En 1976, il est embauché par le président du festival Robert Favre Le Bret, afin d'être l'adjoint du délégué général du Festival Maurice Bessy. Deux ans plus tard, il accède à la fonction suprême. Ensuite, durant près de 40 ans, Gilles Jacob personnifie à lui seul ce haut lieu du cinéma mondial dont il a fait le plus grand festival de cinéma du monde. Les séances de minuit, la Caméra d'or, la section Un certain regard, la Cinéfondation : c'est lui !

Tout a déjà été écrit sur ce que Cannes, tel qu'on le connaît, doit à Gilles Jacob.

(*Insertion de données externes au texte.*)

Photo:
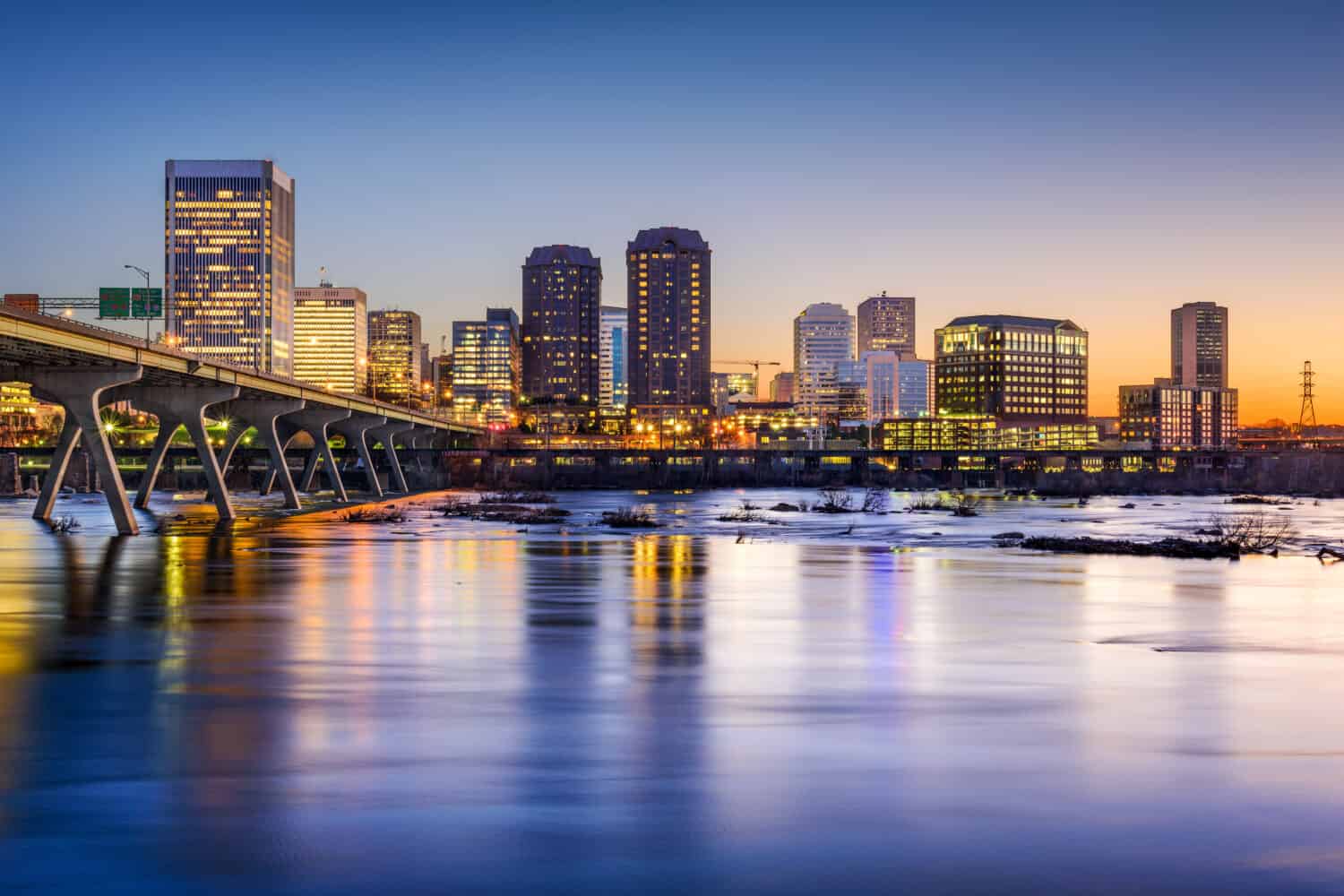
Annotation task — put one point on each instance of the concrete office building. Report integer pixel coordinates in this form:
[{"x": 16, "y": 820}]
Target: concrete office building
[
  {"x": 613, "y": 358},
  {"x": 331, "y": 338},
  {"x": 668, "y": 317},
  {"x": 1169, "y": 416},
  {"x": 228, "y": 263},
  {"x": 1027, "y": 370},
  {"x": 1199, "y": 344},
  {"x": 887, "y": 324},
  {"x": 561, "y": 327},
  {"x": 394, "y": 357},
  {"x": 823, "y": 338},
  {"x": 487, "y": 368}
]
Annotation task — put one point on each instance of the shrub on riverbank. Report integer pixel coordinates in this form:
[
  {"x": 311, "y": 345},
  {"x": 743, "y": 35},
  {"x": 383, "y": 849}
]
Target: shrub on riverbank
[{"x": 629, "y": 519}]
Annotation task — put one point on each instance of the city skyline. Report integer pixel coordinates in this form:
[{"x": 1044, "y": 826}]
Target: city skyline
[{"x": 1123, "y": 196}]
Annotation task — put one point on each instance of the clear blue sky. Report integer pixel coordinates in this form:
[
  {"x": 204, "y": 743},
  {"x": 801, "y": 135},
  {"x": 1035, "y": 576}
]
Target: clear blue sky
[{"x": 1101, "y": 161}]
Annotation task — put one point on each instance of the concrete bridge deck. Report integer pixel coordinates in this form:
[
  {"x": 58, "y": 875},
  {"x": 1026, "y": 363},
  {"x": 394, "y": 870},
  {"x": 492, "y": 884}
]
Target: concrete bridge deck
[{"x": 83, "y": 368}]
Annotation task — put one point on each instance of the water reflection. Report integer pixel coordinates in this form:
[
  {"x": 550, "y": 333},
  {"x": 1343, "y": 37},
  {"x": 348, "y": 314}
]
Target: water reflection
[{"x": 663, "y": 712}]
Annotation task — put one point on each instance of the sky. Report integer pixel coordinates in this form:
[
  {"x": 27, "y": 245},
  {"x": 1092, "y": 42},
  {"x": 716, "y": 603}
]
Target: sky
[{"x": 1099, "y": 161}]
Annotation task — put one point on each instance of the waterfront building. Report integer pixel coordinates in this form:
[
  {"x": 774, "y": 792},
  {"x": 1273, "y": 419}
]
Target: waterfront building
[
  {"x": 394, "y": 357},
  {"x": 882, "y": 384},
  {"x": 1199, "y": 344},
  {"x": 914, "y": 387},
  {"x": 725, "y": 387},
  {"x": 441, "y": 375},
  {"x": 823, "y": 338},
  {"x": 561, "y": 327},
  {"x": 331, "y": 338},
  {"x": 1016, "y": 368},
  {"x": 487, "y": 368},
  {"x": 613, "y": 358},
  {"x": 1169, "y": 416},
  {"x": 668, "y": 317},
  {"x": 228, "y": 263},
  {"x": 887, "y": 324},
  {"x": 984, "y": 433}
]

Il était donc beaucoup plus amusant de revenir simplement sur les plus beaux moments de ses années à la tête de la manifestation.

1978, la première fois

Avouons-le, au cinéma comme ailleurs, les premières fois ont toujours une saveur particulière. La première sélection de Gilles Jacob ne fait pas exception. On y retrouve un mélange de grands noms et de découvertes, de nouveautés et de fidélité. Un réel équilibre entre l’art et le marché. Fassbinder est là, aux côtés de Carlos Saura, Louis Malle, Jules Dassin, Marco Ferrerri, Nagisa Oshima. Les festivaliers découvrent le 2e long métrage d'un certain Nanni Moretti (Ecce bombo), le premier documentaire de Martin Scorsese (La dernière valse), le Molière-fleuve d'Ariane Mnouchkine (3h50)... C'est la première venue de Claude Chabrol. Sur la croisette, on croise aussi David Bowie, Jane Fonda, la toute jeune Brooke Shields, Susan Sarandon, Isabelle Huppert... Et la Palme d'or va à une chronique familiale aux airs de documentaire quasi ethnologique, L'arbre aux sabots d'Ermanno Olmi. Tout l'esprit cannois résumé en une édition, mélange de glamour et d'exigence cinématographique qui en fait ce lieu unique au monde, copié depuis par tous les festivals du monde.

1979, l'édition préférée


C'est Gilles Jacob lui-même qui l'a avoué, 1979 est l'une de ses années préférées. On voit pourquoi à la lecture des cinéastes en compétition : Claude Lelouch (A nous deux), Andrzej Wajda (Sans anesthésie), Dino Risi (Cher papa), Francesco Rosi (Eboli), Terence Malick (Les moissons du ciel), Luigi Comencini (Le grand embouteillage), André Téchiné (Les soeurs Brontë), Jacques Doillon (La drôlesse), Martin Ritt (Norma Rae), Federico Fellini (Répétition d'orchestre), Alain Corneau (Série noire), James Bridges (Le syndrome chinois, produit par Michael Douglas), James Ivory (The Europeans), John Huston (Le malin), Werner Herzog (Woyzeck)... Auxquels il faut ajouter le flamboyant Hair de Milos Forman en ouverture et une double palme qui fait le grand écart entre Le Tambour de Volker Schlöndorff et Apocalypse now de Francis Ford Coppola.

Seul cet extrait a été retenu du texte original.